Yeah. The Votemaster this morning observed that four “originalists” on the court voted to ignore the overt wording of the constitution that states run their own elections. They have just refuted any claim that they follow the explicit wording.
Not sure who the Votemaster is, or what wording he’s referring to, but as I said above, the argument the four ‘originalists’ apparently would make is likely based on a hyper-literalist reading of the Constitutional passage I bolded, saying that the state legislatures determine how the Presidential electors are chosen.
Votemaster is one of two guys who run this site:
It has a lot of commentary on current politics with a decided liberal slant. Updated every day, at least during election season. I find it interesting reading, although conservatives may not.
Looks like Kavanaugh’s all in with state legislatures having the final word on the rules for voting for President.
Yep. It’s increasingly clear that the Courts could get involved in several state challenges to the legitimacy of the elections. It would not surprise me at all if Trump’s lawyers invented a reason to stop counting votes in states where he’s losing and have the Court rubber stamp it somehow. It is not blindly administering justice; it’s a politically inclined bench of right wing activists.
Setting all talk of fairness, ethics, honor or morality aside, isn’t it technically true - in the Constitutional sense - that state legislatures can indeed override the will of voters? (A Republican state legislature could award the electoral votes to Trump even if the state voted blue)

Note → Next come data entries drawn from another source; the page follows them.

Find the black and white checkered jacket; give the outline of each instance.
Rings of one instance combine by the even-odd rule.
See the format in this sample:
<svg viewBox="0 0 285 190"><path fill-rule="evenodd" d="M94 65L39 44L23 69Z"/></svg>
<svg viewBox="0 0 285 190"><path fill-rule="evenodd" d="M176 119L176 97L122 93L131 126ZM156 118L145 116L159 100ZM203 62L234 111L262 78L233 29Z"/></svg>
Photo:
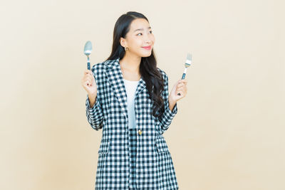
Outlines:
<svg viewBox="0 0 285 190"><path fill-rule="evenodd" d="M177 112L168 102L168 77L161 69L165 90L162 94L165 111L162 117L152 115L152 101L141 78L135 100L137 130L136 184L138 189L178 189L170 152L162 134ZM130 137L127 95L119 58L93 65L91 69L97 84L96 102L90 107L87 95L86 116L90 126L102 129L98 149L95 189L128 189Z"/></svg>

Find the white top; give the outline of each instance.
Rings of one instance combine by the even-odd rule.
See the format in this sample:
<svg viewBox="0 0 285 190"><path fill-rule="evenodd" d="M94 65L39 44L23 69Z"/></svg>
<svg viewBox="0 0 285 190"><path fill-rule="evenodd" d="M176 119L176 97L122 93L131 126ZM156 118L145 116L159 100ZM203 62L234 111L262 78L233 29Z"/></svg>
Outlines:
<svg viewBox="0 0 285 190"><path fill-rule="evenodd" d="M136 125L135 115L135 95L139 81L128 80L123 78L125 83L128 99L128 115L129 129L135 129Z"/></svg>

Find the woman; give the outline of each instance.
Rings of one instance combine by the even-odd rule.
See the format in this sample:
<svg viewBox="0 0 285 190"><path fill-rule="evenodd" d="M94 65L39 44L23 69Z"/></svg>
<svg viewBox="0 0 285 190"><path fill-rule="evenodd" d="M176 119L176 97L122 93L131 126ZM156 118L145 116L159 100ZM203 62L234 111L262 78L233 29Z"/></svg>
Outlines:
<svg viewBox="0 0 285 190"><path fill-rule="evenodd" d="M187 81L179 80L168 95L154 43L147 19L128 12L115 23L109 58L84 72L88 121L102 129L95 189L178 189L162 134L187 94Z"/></svg>

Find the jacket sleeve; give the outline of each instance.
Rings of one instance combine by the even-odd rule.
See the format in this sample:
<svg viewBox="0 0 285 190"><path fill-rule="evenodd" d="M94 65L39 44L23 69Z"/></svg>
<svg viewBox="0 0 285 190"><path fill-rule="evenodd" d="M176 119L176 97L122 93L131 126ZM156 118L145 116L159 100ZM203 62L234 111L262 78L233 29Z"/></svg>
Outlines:
<svg viewBox="0 0 285 190"><path fill-rule="evenodd" d="M168 77L164 71L162 71L162 73L164 80L164 90L162 92L162 95L165 102L165 112L159 117L159 121L160 121L159 125L163 133L168 129L173 117L177 112L177 102L175 103L172 111L171 111L171 110L169 107L169 102L168 102L168 97L169 97Z"/></svg>
<svg viewBox="0 0 285 190"><path fill-rule="evenodd" d="M103 113L100 108L100 102L96 97L96 102L92 107L90 107L90 102L88 95L87 95L86 106L86 116L89 124L96 131L98 131L103 127Z"/></svg>

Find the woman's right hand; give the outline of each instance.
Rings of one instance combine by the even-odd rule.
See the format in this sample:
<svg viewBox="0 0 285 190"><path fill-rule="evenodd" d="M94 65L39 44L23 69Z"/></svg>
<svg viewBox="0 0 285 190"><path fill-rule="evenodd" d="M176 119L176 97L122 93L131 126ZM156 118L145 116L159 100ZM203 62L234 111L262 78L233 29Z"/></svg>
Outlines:
<svg viewBox="0 0 285 190"><path fill-rule="evenodd" d="M81 80L81 85L88 94L89 99L97 96L97 85L91 70L84 70L84 75Z"/></svg>

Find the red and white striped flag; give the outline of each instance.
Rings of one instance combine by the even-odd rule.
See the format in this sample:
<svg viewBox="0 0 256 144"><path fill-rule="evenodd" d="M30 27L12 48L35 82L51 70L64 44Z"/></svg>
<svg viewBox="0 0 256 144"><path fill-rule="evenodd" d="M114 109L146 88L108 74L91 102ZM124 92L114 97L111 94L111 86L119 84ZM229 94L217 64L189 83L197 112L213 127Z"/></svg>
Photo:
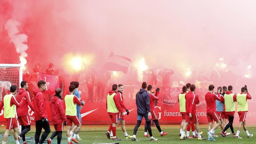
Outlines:
<svg viewBox="0 0 256 144"><path fill-rule="evenodd" d="M114 55L111 53L102 69L112 71L120 71L127 74L131 60L130 58L121 56Z"/></svg>

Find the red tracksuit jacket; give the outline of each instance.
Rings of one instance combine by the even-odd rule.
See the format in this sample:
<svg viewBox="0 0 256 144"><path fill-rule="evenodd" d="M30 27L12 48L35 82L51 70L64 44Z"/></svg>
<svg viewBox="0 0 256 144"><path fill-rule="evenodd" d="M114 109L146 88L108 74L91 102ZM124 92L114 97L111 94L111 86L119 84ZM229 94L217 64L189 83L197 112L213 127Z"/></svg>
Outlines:
<svg viewBox="0 0 256 144"><path fill-rule="evenodd" d="M37 88L33 91L35 95L34 97L34 106L35 111L35 120L42 120L43 118L47 118L46 111L46 102L45 98L43 93L44 92Z"/></svg>
<svg viewBox="0 0 256 144"><path fill-rule="evenodd" d="M216 112L216 102L215 100L221 101L220 95L219 93L218 95L215 95L210 92L206 93L205 96L205 101L206 102L206 112L211 113Z"/></svg>
<svg viewBox="0 0 256 144"><path fill-rule="evenodd" d="M63 100L57 96L54 97L51 100L50 107L51 120L54 125L67 121Z"/></svg>
<svg viewBox="0 0 256 144"><path fill-rule="evenodd" d="M26 99L26 100L19 107L17 108L17 115L18 116L26 116L29 115L28 106L29 106L29 107L33 111L35 111L34 106L31 103L29 92L23 88L20 88L19 89L19 93L16 96L17 101L19 103L20 102L23 97L24 97Z"/></svg>
<svg viewBox="0 0 256 144"><path fill-rule="evenodd" d="M195 113L196 113L196 104L199 104L199 103L198 95L196 95L191 91L189 91L185 95L185 99L186 99L186 114Z"/></svg>
<svg viewBox="0 0 256 144"><path fill-rule="evenodd" d="M159 100L157 96L158 94L159 93L159 92L156 92L155 95L154 95L153 94L148 93L149 94L149 97L150 99L150 111L153 112L153 111L155 110L155 100Z"/></svg>

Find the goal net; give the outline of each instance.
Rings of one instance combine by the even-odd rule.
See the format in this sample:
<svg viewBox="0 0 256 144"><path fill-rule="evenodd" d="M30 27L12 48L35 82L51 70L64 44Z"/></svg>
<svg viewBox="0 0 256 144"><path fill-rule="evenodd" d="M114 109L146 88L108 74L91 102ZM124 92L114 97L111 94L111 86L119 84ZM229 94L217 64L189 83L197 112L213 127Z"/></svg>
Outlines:
<svg viewBox="0 0 256 144"><path fill-rule="evenodd" d="M0 64L0 90L10 90L11 86L15 85L18 92L22 81L22 67L19 64Z"/></svg>

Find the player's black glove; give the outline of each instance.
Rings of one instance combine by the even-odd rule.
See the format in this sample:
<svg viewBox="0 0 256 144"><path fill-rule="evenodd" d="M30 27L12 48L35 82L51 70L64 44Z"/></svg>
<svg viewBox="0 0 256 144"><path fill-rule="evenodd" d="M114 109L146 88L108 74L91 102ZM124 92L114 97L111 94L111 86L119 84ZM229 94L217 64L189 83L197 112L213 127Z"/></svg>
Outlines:
<svg viewBox="0 0 256 144"><path fill-rule="evenodd" d="M159 92L160 91L160 88L157 88L157 89L156 90L156 91L157 92Z"/></svg>
<svg viewBox="0 0 256 144"><path fill-rule="evenodd" d="M247 86L246 86L246 85L245 86L244 88L245 88L245 89L246 89L246 92L248 92L248 90L247 89Z"/></svg>
<svg viewBox="0 0 256 144"><path fill-rule="evenodd" d="M129 112L129 111L127 109L126 109L125 110L126 111L126 113L127 113L127 115L129 115L129 113L130 113L130 112Z"/></svg>
<svg viewBox="0 0 256 144"><path fill-rule="evenodd" d="M43 122L45 122L47 124L49 124L49 121L48 121L48 119L47 118L43 118L42 119L42 120Z"/></svg>

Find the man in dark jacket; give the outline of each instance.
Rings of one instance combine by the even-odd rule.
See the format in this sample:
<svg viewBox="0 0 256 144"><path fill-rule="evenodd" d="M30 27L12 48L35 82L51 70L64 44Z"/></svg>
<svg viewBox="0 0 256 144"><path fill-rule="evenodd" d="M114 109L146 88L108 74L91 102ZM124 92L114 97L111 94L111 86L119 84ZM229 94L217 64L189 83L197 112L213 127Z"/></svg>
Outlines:
<svg viewBox="0 0 256 144"><path fill-rule="evenodd" d="M46 89L46 83L40 80L37 83L38 88L34 90L34 108L35 110L35 144L42 144L51 132L49 122L47 118L46 102L43 92ZM45 131L42 134L39 141L40 136L44 129Z"/></svg>
<svg viewBox="0 0 256 144"><path fill-rule="evenodd" d="M57 88L55 90L55 95L52 98L50 104L51 115L52 123L54 126L54 131L51 137L47 140L48 143L51 144L51 141L54 137L57 136L58 144L61 144L63 131L63 125L67 125L64 103L62 100L61 89Z"/></svg>
<svg viewBox="0 0 256 144"><path fill-rule="evenodd" d="M150 112L150 98L149 94L146 90L147 88L147 83L143 82L141 86L142 88L136 94L136 103L137 107L137 124L134 128L133 136L131 140L138 141L136 138L136 134L140 127L142 118L144 117L147 127L147 130L150 136L150 141L157 141L157 139L154 138L152 135L151 129L151 121L152 119Z"/></svg>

So if the 5 conservatives on SCOTUS voted that way - they wouldn’t be legally or technically wrong. They’d be upholding something abhorrent, but they’d be fully correct.

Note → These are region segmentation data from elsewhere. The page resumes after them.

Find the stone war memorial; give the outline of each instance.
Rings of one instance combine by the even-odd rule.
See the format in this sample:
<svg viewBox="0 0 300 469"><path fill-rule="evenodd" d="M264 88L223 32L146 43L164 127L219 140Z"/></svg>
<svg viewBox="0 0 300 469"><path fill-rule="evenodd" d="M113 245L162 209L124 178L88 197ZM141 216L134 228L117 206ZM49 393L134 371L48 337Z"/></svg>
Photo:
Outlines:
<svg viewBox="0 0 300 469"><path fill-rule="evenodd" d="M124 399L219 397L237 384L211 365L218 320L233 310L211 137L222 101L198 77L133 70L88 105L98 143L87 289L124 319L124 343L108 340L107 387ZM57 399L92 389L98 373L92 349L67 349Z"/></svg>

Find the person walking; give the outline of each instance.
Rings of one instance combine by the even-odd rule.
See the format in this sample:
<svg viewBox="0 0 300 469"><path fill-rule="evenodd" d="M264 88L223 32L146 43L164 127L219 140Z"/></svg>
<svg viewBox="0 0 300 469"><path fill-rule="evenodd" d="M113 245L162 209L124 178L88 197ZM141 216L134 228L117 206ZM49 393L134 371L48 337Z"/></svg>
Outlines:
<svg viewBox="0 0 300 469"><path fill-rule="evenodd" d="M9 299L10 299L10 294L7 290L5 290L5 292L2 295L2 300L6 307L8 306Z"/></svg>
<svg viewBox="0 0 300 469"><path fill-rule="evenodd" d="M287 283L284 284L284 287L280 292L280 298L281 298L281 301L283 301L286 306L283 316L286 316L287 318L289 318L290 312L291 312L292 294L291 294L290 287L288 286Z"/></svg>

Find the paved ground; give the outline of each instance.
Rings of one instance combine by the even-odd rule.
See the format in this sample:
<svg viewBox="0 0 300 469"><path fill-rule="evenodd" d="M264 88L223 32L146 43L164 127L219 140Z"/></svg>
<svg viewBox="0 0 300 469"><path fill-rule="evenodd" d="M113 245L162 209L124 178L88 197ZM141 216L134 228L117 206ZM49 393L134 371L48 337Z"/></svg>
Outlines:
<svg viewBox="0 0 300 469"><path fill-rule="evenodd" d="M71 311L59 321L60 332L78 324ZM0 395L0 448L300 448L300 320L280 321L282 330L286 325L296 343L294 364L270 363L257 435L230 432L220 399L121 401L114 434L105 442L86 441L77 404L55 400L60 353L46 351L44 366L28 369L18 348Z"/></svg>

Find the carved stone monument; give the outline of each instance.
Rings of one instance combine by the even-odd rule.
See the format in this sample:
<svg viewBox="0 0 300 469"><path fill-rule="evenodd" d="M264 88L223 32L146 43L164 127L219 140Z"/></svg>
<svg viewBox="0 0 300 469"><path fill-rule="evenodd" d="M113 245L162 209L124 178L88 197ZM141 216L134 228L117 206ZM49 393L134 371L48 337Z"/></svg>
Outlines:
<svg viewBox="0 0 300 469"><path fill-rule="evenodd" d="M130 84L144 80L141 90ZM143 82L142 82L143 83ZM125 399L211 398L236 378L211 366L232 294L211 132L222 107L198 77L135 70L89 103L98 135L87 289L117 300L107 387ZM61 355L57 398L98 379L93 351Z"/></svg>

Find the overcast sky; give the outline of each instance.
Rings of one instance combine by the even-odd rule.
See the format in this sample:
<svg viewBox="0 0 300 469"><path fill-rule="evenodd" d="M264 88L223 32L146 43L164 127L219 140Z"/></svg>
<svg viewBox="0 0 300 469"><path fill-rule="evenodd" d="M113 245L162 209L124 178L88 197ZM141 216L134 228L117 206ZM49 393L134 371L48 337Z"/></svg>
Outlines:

The Constitutional phrase is “Each State shall appoint, in such Manner as the Legislature thereof may direct, a Number of Electors…”. The question is whether “a manner the Legislature may direct” is constrained by limits in the state’s constitution (and therefore would be interpretable by the state courts, perhaps could be vetoed by the governor, etc.) or whether the legislature could literally ignore its own state constitution and “direct” something differently (literally against its own laws). Kavanaugh is arguing for that hyper-literalist view (that state courts can’t interpret the laws its own legislature makes on the matter against the state’s laws and constitution), while Roberts is arguing that federal courts can’t get involved with interpreting the state legislature, but the state supreme court can (as part of the “manner”).